Legal Explanation by the Judge: Clear inquiry is a prerequisite; the policyholder’s obligation should not be overly broad
Judge Hao Di, the presiding judge and deputy chief of the Beijing Financial Court’s Filing Division, stated after the ruling that nearly 70% of personal insurance cases involve the recognition of the obligation of truthful disclosure, which significantly impacts insurers and insureds. As internet technology deepens integration into the insurance industry, making underwriting and claims more complex, the recognition of this obligation faces new challenges.
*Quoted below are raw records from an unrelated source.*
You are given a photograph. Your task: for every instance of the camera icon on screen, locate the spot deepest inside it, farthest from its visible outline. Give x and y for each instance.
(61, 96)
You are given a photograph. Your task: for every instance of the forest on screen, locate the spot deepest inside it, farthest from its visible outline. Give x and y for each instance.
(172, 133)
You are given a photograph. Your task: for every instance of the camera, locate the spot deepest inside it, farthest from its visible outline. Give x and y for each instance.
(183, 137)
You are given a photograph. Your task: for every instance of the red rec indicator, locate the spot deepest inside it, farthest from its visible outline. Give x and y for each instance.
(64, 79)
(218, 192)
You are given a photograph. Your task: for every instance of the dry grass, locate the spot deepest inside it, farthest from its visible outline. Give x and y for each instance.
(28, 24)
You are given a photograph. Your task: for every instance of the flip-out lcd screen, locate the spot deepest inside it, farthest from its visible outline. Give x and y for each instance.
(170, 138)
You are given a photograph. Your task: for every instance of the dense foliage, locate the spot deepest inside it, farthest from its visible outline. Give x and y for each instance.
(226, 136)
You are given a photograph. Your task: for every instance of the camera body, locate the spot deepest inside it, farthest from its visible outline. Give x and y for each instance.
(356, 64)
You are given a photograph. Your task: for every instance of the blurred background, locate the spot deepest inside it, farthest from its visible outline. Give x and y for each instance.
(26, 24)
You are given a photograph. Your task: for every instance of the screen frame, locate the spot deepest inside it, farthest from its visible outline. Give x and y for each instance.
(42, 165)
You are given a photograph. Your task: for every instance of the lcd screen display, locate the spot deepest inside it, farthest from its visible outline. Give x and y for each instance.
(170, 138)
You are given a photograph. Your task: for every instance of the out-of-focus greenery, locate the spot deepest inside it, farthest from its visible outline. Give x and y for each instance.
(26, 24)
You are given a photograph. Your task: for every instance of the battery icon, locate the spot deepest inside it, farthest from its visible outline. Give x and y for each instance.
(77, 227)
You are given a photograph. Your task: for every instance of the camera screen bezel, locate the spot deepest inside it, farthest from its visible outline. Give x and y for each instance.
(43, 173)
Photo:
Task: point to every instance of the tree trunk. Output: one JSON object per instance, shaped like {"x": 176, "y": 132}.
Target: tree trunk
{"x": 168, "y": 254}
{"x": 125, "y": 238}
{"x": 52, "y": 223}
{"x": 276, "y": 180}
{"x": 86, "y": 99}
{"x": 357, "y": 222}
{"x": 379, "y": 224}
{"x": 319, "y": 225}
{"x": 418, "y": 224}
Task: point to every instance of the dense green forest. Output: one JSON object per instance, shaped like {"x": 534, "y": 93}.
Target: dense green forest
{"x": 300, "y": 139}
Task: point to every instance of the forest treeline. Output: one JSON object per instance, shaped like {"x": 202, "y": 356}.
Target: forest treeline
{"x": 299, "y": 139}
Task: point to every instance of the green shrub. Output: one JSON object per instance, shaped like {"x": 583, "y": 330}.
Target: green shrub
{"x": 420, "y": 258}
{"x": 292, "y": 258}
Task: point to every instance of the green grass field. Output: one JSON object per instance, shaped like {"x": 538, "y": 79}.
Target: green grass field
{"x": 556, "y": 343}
Hao Di emphasized that under China’s “inquiry and disclosure” model, insurance companies should make inquiries that are reasonable, clear, and explicit. When professional terminology is used, insurers should provide explanations. They should not abuse their inquiry rights to arbitrarily expand the scope or use ambiguous language. If the inquiry contains general or vague terms, the principle of interpreting ambiguous provisions in favor of the insured should be applied to achieve substantive fairness.
She pointed out that in this case, since the insurance company did not explicitly inquire about “family history of tumors,” and given current medical understanding, it is difficult to consider such history as a hereditary disease. Moreover, the consumer did not conceal her mother’s illness; demanding the consumer to proactively disclose beyond the explicit inquiry clauses is inconsistent with the principle of good faith and is not conducive to protecting financial consumers or healthy industry development. This case, through circuit court trials and exemplary rulings, aims to guide insurance companies to standardize their practices and promote the sustained and healthy development of the insurance industry.